He bolted back upright, and despite not stepping closer, somehow seemed to barge right into my personal space, “Of course, ask me anything.”
Deciding to start with a slightly unrelated one to hopefully calm down the old man, I spoke in a casual tone, “What made you decide to become a paladin?”
Bracing myself for a tirade of a sermon, going on about how he “felt the call” to do Apheros’ bidding, I was left in complete shock at the sight of his pride quickly deflating, looking more ashamed than anything.
“I… I didn’t have a noble reason for joining the order.” He paused, making me consider taking back my question, but before I could stop him, he barked himself and began to tell his tale.
“I was a complete idiot as a teen, and to be honest, stayed one for far too long after.
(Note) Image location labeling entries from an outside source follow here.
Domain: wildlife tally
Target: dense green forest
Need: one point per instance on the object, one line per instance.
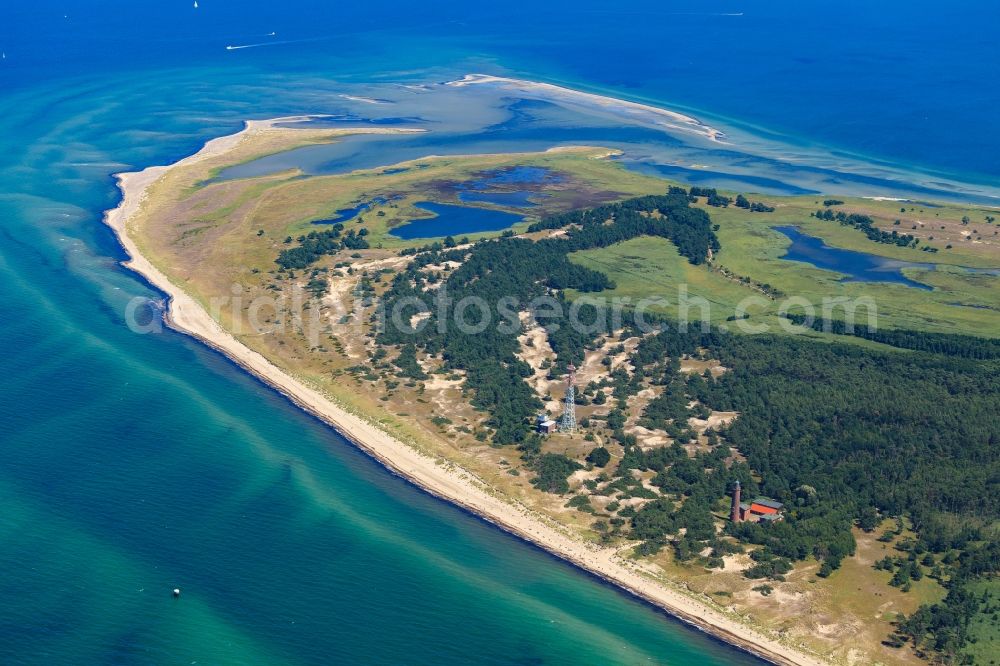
(842, 434)
(508, 273)
(950, 344)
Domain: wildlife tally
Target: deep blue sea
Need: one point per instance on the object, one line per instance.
(132, 464)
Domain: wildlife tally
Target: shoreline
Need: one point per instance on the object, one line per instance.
(440, 478)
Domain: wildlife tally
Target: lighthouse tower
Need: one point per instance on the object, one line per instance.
(734, 513)
(568, 421)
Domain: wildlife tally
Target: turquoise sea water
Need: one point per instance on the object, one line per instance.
(132, 464)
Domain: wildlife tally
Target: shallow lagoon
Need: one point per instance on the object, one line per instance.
(858, 266)
(451, 219)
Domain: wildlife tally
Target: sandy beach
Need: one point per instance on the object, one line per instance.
(670, 120)
(436, 476)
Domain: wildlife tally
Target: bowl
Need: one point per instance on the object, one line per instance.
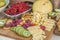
(15, 16)
(2, 8)
(18, 15)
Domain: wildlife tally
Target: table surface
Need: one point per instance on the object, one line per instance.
(55, 37)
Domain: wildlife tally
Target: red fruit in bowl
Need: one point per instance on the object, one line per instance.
(7, 11)
(42, 27)
(28, 21)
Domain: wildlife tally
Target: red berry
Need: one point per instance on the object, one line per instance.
(7, 11)
(42, 27)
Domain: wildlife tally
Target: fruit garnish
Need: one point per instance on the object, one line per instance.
(42, 27)
(2, 3)
(17, 8)
(2, 22)
(21, 31)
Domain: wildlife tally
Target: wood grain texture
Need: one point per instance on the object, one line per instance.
(12, 34)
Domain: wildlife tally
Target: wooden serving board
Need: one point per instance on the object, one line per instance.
(12, 34)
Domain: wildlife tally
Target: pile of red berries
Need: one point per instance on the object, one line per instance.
(17, 8)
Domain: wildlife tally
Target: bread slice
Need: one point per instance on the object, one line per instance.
(42, 6)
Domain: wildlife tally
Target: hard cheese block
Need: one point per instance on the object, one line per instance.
(12, 34)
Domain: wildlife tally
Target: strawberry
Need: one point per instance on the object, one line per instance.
(42, 27)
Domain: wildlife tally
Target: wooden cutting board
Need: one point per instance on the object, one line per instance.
(12, 34)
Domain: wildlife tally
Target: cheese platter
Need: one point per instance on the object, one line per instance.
(38, 23)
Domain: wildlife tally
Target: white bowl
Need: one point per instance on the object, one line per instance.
(3, 8)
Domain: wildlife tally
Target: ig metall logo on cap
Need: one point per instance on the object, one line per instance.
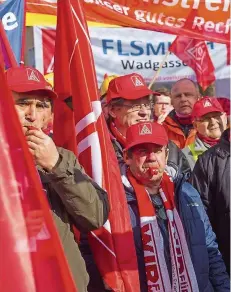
(137, 81)
(32, 75)
(145, 129)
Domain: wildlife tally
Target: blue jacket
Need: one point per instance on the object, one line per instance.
(206, 258)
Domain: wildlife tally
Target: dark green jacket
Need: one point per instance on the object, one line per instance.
(74, 199)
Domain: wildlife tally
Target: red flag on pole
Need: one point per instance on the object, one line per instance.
(112, 245)
(228, 54)
(8, 54)
(195, 54)
(31, 254)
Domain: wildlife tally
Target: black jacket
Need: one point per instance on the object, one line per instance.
(211, 177)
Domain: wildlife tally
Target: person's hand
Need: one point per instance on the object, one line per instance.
(42, 148)
(34, 222)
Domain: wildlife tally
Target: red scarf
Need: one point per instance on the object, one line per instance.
(116, 133)
(210, 141)
(183, 275)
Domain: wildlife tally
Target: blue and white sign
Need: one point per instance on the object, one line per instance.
(12, 13)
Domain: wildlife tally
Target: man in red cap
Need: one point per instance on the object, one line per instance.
(130, 102)
(175, 245)
(162, 105)
(73, 197)
(210, 121)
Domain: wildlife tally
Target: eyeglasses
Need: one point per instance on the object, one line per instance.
(138, 107)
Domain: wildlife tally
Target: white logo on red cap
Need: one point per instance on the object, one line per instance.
(32, 75)
(207, 103)
(145, 129)
(137, 81)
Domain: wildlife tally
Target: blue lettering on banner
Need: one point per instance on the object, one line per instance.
(138, 48)
(12, 15)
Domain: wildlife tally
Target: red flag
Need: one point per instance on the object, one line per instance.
(228, 53)
(31, 254)
(112, 245)
(195, 54)
(8, 54)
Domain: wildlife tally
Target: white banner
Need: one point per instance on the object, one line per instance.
(125, 50)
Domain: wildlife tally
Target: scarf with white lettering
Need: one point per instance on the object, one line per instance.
(183, 275)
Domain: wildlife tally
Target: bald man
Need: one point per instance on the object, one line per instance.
(178, 123)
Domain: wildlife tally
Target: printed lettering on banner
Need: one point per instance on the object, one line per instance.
(136, 81)
(146, 129)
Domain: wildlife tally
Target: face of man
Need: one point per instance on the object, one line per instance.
(130, 113)
(162, 105)
(183, 95)
(147, 162)
(211, 125)
(33, 110)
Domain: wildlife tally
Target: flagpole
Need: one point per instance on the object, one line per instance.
(158, 71)
(23, 42)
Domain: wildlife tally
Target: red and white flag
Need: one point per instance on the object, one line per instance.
(75, 82)
(195, 54)
(31, 254)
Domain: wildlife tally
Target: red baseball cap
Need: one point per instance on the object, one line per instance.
(131, 86)
(206, 105)
(225, 103)
(28, 79)
(146, 132)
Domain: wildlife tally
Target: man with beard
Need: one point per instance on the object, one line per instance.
(210, 121)
(175, 245)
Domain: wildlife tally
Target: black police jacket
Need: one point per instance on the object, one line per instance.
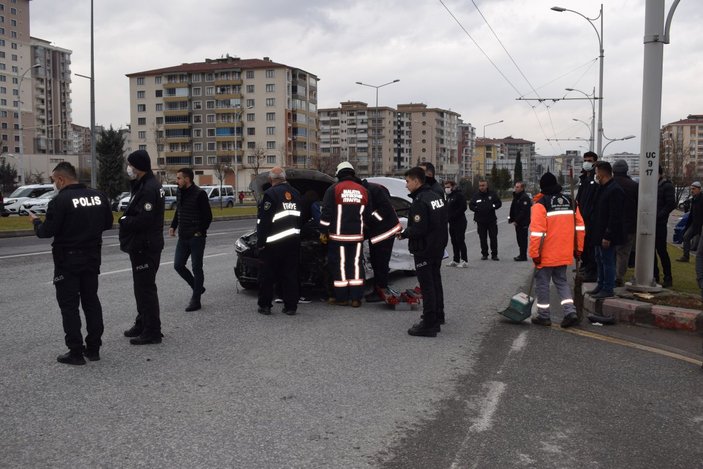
(520, 209)
(456, 206)
(383, 223)
(278, 218)
(142, 225)
(193, 213)
(484, 206)
(76, 219)
(427, 225)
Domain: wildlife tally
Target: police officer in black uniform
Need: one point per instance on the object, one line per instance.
(278, 239)
(381, 232)
(427, 239)
(76, 219)
(142, 237)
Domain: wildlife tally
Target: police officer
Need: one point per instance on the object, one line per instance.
(427, 239)
(192, 219)
(142, 237)
(381, 233)
(278, 239)
(346, 209)
(76, 219)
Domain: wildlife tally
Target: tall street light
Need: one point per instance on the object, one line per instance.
(592, 100)
(487, 125)
(374, 155)
(20, 78)
(601, 55)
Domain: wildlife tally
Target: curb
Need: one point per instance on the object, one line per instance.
(640, 313)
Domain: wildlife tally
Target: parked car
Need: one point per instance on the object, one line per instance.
(23, 193)
(39, 204)
(313, 255)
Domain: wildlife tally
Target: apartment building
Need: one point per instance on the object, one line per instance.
(682, 147)
(228, 116)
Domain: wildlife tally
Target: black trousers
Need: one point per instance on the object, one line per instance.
(279, 267)
(145, 264)
(430, 279)
(76, 283)
(380, 260)
(489, 230)
(521, 233)
(660, 249)
(457, 233)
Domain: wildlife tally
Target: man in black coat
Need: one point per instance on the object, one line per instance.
(631, 188)
(666, 203)
(427, 238)
(456, 208)
(76, 219)
(142, 237)
(484, 204)
(606, 228)
(694, 221)
(520, 210)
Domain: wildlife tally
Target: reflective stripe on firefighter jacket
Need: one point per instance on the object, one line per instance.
(553, 219)
(278, 215)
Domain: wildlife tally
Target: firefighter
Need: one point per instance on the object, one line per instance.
(346, 209)
(381, 233)
(76, 219)
(427, 238)
(557, 235)
(278, 239)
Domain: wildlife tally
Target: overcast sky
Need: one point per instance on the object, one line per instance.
(416, 41)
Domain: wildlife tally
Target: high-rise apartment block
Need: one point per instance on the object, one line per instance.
(226, 117)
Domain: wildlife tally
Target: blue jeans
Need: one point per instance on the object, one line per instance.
(195, 249)
(605, 261)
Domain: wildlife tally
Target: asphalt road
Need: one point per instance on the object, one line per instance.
(331, 387)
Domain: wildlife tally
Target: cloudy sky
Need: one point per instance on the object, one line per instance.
(459, 64)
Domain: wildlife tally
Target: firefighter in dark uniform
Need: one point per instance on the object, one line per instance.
(346, 209)
(76, 219)
(427, 238)
(142, 237)
(278, 239)
(381, 233)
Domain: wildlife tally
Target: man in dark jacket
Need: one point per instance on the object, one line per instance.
(278, 239)
(694, 221)
(76, 219)
(607, 228)
(381, 234)
(142, 237)
(666, 202)
(629, 218)
(520, 217)
(427, 238)
(584, 200)
(456, 208)
(484, 204)
(192, 219)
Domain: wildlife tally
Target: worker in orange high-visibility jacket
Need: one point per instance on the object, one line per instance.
(557, 234)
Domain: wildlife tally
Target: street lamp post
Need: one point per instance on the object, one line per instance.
(600, 74)
(20, 78)
(374, 153)
(487, 125)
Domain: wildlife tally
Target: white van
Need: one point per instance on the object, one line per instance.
(23, 193)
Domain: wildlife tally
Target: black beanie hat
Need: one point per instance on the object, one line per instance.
(547, 180)
(140, 160)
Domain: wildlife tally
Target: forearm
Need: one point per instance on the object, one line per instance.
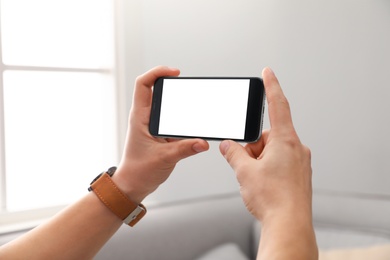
(288, 238)
(77, 232)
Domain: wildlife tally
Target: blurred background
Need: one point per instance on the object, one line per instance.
(332, 59)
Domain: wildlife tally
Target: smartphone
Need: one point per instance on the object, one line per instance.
(212, 108)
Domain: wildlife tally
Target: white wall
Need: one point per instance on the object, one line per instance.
(333, 61)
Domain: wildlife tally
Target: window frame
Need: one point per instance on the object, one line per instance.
(14, 221)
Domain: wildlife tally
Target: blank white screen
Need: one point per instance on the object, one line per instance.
(214, 108)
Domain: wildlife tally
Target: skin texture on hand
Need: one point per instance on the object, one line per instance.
(148, 161)
(275, 181)
(80, 230)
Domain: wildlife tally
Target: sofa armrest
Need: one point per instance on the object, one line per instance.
(184, 230)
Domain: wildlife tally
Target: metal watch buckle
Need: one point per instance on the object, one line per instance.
(133, 215)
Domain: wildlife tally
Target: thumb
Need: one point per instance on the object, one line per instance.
(184, 148)
(233, 152)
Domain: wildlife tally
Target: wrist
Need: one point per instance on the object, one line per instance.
(129, 185)
(113, 198)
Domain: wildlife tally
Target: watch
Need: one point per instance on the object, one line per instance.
(114, 199)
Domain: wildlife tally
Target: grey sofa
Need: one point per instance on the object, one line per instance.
(220, 226)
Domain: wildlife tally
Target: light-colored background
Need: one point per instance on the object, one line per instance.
(333, 61)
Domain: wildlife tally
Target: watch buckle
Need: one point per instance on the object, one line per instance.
(133, 215)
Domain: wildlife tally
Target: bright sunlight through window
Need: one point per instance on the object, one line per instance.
(58, 107)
After I turned 15, I began apprenticing over at a bakery not too far from the noble rings. Back then, I didn’t have a single inclination to join one of the military preparatory academies or even the logistics corps since my father died fighting during a Spring Flood. That all changed however when I fell head over heels for this noble girl.”
“She’d stop by practically every day to buy a croissant and sit on one of the tables out front writing in her notebooks. One day, I finally mustered up enough courage to ask her out on a date, but she turned me down, saying that unless I was a knight, her family would forbid her from doing so. I, being a swamp-headed fool, took her at her word and signed up to be a soldier the next day.”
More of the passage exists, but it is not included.